The Very Hungry Caterpillar
by Eric Carle
Philomel Books, 1969, 22 pages
This book is over 40 years old now, and still as popular as ever. The plot is summed up by the book's title - it is about a very hungry caterpillar who eats and eats and eats for a week, and then builds a cocoon and turns into a beautiful butterfly. There are two different aspects of this book that make it one of my daughter's favorites:
1) The inside pages are very easy for little hands to turn because they vary in width from the rest of the pages. On Monday the caterpillar eats through one apple, and the page with the apple is only a fifth as wide as the rest of the book; on Tuesday he eats through two pears, and that page is two fifths as wide as the rest, and so it continues with three plums (three fifths as wide) four strawberries, and finally five oranges, in which the page is back to the normal full width.

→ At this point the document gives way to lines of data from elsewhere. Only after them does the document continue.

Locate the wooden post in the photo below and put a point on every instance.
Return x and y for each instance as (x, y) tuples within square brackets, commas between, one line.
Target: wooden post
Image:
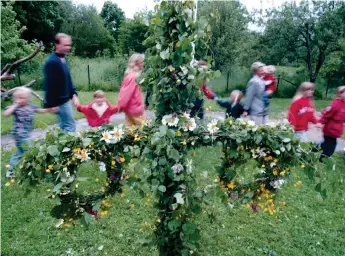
[(88, 74)]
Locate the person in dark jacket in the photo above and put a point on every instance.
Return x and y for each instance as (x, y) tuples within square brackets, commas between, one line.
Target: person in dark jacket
[(58, 86), (333, 119), (233, 106)]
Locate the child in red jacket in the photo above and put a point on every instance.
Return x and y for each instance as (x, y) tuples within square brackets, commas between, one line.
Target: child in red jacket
[(99, 111), (301, 110), (333, 119), (270, 83)]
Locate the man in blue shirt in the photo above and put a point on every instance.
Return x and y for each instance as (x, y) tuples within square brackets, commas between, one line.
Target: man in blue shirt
[(58, 86)]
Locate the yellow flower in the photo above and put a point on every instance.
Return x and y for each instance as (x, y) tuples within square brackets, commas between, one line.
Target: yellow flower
[(231, 185), (104, 213)]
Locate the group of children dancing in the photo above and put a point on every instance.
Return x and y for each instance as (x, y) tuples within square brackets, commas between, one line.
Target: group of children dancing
[(301, 112)]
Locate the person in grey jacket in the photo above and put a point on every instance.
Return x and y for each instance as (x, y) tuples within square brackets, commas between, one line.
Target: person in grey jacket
[(254, 105)]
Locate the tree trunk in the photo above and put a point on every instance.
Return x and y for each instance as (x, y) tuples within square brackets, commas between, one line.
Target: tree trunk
[(227, 81), (328, 79)]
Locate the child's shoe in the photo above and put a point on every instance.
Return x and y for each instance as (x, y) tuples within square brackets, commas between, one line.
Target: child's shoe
[(10, 174)]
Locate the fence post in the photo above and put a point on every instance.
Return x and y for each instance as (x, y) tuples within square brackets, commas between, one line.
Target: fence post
[(88, 73), (18, 72)]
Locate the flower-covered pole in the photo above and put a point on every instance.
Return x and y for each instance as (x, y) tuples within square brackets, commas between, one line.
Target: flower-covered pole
[(178, 41)]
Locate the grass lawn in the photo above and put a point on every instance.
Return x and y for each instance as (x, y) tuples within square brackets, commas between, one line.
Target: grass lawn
[(41, 120), (307, 225)]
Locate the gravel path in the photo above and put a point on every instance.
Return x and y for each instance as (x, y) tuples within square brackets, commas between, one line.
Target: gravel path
[(7, 142)]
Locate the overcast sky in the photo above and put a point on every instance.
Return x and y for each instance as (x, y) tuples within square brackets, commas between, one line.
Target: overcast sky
[(130, 7)]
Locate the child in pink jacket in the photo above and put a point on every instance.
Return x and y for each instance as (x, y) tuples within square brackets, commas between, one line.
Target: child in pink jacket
[(130, 96)]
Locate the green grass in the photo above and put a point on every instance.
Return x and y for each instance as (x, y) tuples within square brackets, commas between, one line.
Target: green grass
[(41, 120), (307, 225)]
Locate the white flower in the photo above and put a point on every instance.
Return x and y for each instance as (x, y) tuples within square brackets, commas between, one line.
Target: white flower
[(106, 136), (177, 168), (59, 223), (101, 166), (189, 125), (277, 183), (189, 166), (251, 123), (117, 134), (212, 127), (170, 120), (84, 156)]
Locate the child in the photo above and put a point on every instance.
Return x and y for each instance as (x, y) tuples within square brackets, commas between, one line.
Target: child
[(23, 113), (301, 110), (233, 106), (99, 111), (333, 119), (270, 82), (198, 108)]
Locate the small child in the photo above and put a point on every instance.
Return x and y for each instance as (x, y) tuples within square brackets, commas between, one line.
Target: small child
[(333, 119), (270, 83), (99, 111), (23, 113), (301, 110), (233, 106)]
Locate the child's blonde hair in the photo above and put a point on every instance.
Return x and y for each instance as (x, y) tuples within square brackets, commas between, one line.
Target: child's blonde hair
[(340, 90), (133, 62), (236, 95), (98, 94), (270, 69), (22, 91), (305, 86)]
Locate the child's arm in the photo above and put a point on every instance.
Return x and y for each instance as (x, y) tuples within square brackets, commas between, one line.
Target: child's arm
[(9, 111), (223, 103), (47, 110), (328, 113)]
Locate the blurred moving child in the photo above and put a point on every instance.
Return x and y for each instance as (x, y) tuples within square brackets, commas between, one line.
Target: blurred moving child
[(99, 111), (23, 116), (233, 106), (302, 111), (333, 119)]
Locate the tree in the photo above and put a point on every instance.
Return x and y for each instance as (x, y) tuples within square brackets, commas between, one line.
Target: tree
[(131, 37), (88, 32), (229, 30), (308, 32), (113, 17), (12, 46), (43, 19)]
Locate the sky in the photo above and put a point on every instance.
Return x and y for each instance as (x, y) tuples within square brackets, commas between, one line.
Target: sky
[(130, 7)]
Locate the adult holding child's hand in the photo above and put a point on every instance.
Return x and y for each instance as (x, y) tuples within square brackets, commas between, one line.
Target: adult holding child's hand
[(130, 96)]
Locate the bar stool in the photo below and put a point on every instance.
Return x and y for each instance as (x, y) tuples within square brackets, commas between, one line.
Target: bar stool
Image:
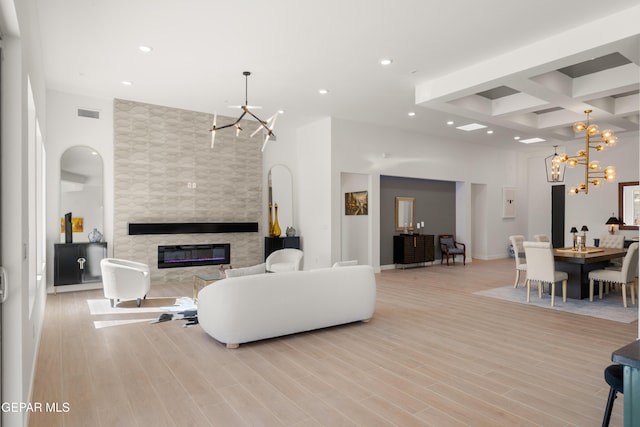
[(613, 377)]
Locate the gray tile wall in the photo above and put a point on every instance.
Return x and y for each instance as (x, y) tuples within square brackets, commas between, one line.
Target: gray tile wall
[(158, 151)]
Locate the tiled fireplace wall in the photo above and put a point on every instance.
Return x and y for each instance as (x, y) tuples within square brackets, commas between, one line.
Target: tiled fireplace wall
[(165, 171)]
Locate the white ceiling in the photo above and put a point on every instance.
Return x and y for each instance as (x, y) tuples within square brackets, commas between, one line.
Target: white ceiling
[(444, 53)]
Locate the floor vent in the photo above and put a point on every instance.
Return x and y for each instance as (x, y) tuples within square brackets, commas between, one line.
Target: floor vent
[(88, 113)]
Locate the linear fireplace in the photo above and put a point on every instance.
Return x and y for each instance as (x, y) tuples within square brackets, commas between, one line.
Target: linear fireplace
[(193, 255)]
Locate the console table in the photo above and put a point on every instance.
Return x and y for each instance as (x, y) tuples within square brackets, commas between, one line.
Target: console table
[(272, 244), (413, 249), (76, 263)]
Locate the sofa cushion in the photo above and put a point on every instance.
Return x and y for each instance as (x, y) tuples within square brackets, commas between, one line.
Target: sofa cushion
[(245, 271)]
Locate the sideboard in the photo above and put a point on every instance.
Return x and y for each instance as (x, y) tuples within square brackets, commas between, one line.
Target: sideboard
[(413, 249), (272, 244), (76, 263)]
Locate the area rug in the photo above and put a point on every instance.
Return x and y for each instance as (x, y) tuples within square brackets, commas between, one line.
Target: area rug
[(183, 309), (171, 308), (149, 305), (609, 308)]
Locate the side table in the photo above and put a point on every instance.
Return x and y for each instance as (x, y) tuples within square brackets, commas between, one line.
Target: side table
[(202, 280)]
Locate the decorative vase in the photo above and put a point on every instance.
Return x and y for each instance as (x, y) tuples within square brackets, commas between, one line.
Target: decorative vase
[(95, 236), (270, 229), (276, 227)]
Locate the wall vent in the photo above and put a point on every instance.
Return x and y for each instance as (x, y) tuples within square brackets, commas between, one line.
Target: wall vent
[(88, 113)]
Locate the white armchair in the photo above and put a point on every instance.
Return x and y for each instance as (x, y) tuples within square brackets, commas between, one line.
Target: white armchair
[(288, 259), (124, 280)]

2) The page covering what the caterpillar eats on Saturday is a two page spread of colorful cake, ice cream, cheese sausage pie watermelon and more, and it looks good enough to eat. Our little one likes to turn to this page first, and will flip back to it again and again and again.
Peak-a-boo!
by Janet and Allan Ahlberg
Viking Juvenile, 1997, 32 pages
The setting of this book is England, and it appears to be right around World War II (judging from the Daddy's uniform). The "plot" is very simple - the story starts with a baby in his crib, waking up in the morning and looking around to see what he can see. We follow him through the day, always seeing through his eyes at what he can see, until his day ends and he heads to bed. It is the construction of this book that fascinates my daughter - on the first two page spread the baby is in her crib on the left hand side, and the right page is all white, but with a large round hole cut through it so that we (and the baby) can "peek" to see what is on the next page. And once she is done peeking, she turns the page, and then spends her time looking at all the activity going on in the fully-revealed page. The illustrator, Janet Ahlberg, fills her pictures with layers of detail - there is so much there I don't even mind paging through it again and again.... and again and again and again! So we get to play a game of peek-a-boo five times as we read through the book, peering through these holes to see what comes next.